Apple (NASDAQ:AAPL) had its latest product unveiling this week, and one of the highlights was the release of the Apple Watch Series 4. The iPhone maker revealed what it called "a complete fundamental redesign and reengineering" of the popular device -- which Apple CEO Tim Cook said is not only the No. 1 smartwatch, but "the No. 1 watch, period." 

There were lots of things to like about the latest edition of the device. This includes a display that is more than 30% larger, while sporting a smaller, thinner case. The speaker was also improved and is now 50% louder than the previous model. The Watch contains a faster dual-core processor, and the digital crown offers haptic feedback through a series of incremental clicks.

But some of the most groundbreaking features could save your life.

An extreme closeup of the Apple Watch Series 4 with the liquid metal face option.

Image source: Apple.

At the heart of the matter

The Apple Watch Series 3, introduced this time last year, had an updated heart rate monitor that powered a wide range of health and fitness features including the heart rate app, which could take measurements while at rest, during a workout, and in recovery.

The capabilities provided much greater insight into heart measurements, as I wrote at the time, and would even notify the wearer if it detected a spike in the heart rate when not exercising -- a sign of a potentially serious heart condition -- but Apple's latest timepiece has taken its heart monitoring capabilities to a whole new level.

FDA approved

Apple Watch Series 4 has electrodes built into the digital crown and a new electrical heart rate sensor in the back crystal that can take an electrocardiogram (ECG) using the new ECG app (which will be available later this year).

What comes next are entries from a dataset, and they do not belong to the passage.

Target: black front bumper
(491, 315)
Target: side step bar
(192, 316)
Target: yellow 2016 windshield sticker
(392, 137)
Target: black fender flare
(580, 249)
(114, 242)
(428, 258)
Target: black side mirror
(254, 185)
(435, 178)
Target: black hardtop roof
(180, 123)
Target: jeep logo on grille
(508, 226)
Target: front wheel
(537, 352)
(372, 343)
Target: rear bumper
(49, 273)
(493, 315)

The wearer can touch the digital crown and receive a heart rhythm classification within 30 seconds, which will alert the user as to whether the heart is beating normally or if it detects Atrial Fibrillation (AFib), potentially life-threatening spikes in the wearer's heart rate. The ECG results can be stored on the device in a PDF file on the Watch that can then be shared with a physician.

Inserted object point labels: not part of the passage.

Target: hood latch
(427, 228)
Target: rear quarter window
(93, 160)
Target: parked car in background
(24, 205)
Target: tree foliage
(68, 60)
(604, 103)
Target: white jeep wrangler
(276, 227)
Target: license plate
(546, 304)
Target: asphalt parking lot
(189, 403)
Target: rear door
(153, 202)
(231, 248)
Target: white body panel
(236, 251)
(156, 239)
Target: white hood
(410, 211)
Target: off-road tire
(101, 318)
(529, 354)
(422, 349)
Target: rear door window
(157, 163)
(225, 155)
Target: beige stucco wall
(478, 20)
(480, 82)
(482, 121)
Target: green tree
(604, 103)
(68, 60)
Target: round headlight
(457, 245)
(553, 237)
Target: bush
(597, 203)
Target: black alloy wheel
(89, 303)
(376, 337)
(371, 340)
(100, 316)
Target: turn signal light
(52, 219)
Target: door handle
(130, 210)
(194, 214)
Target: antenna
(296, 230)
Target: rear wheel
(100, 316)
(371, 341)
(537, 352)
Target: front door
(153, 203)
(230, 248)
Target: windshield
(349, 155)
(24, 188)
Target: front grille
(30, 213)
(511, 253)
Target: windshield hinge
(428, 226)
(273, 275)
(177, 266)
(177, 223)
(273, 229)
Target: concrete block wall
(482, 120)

The device received a first-of-its-kind approval from the U.S. Food and Drug Administration (FDA) for the ECG features, granting it "De Novo" classification. Dr. Ivor Benjamin, M.D., the president of the American Heart Association, appeared at the unveiling event, calling the device "game-changing."

I've fallen, and I can't get up

One of the more surprising new features on the Watch is the ability to detect falls. Apple added a next-generation accelerometer and gyroscope as well as custom algorithms that can detect when a person has slipped, tripped, or fallen.

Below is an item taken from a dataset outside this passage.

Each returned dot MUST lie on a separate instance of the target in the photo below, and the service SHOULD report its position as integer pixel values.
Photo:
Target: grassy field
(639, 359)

The device analyzes wrist trajectory and impact acceleration and then sends the user an alert. If that alert isn't dismissed or the Watch senses the wearer has not moved for 60 seconds after the fall, it automatically contacts emergency services, as well as notifying the user's emergency contact.

Apple Watch with a notification "It looks like you've taken a hard fall" and response options "Emergency SOS" or "I fell, but I'm OK."

Image source: Apple.

Increasing interest in heart health

The improved health-related capabilities of the latest Apple Watch are part of a broader move by the Cupertino company into healthcare. Apple was recently looking to hire engineers for its Health Sensing Hardware segment to process the data collected by its various health and fitness related sensors.

The capabilities of the Apple Watch Series 4 are a ground-breaking next step.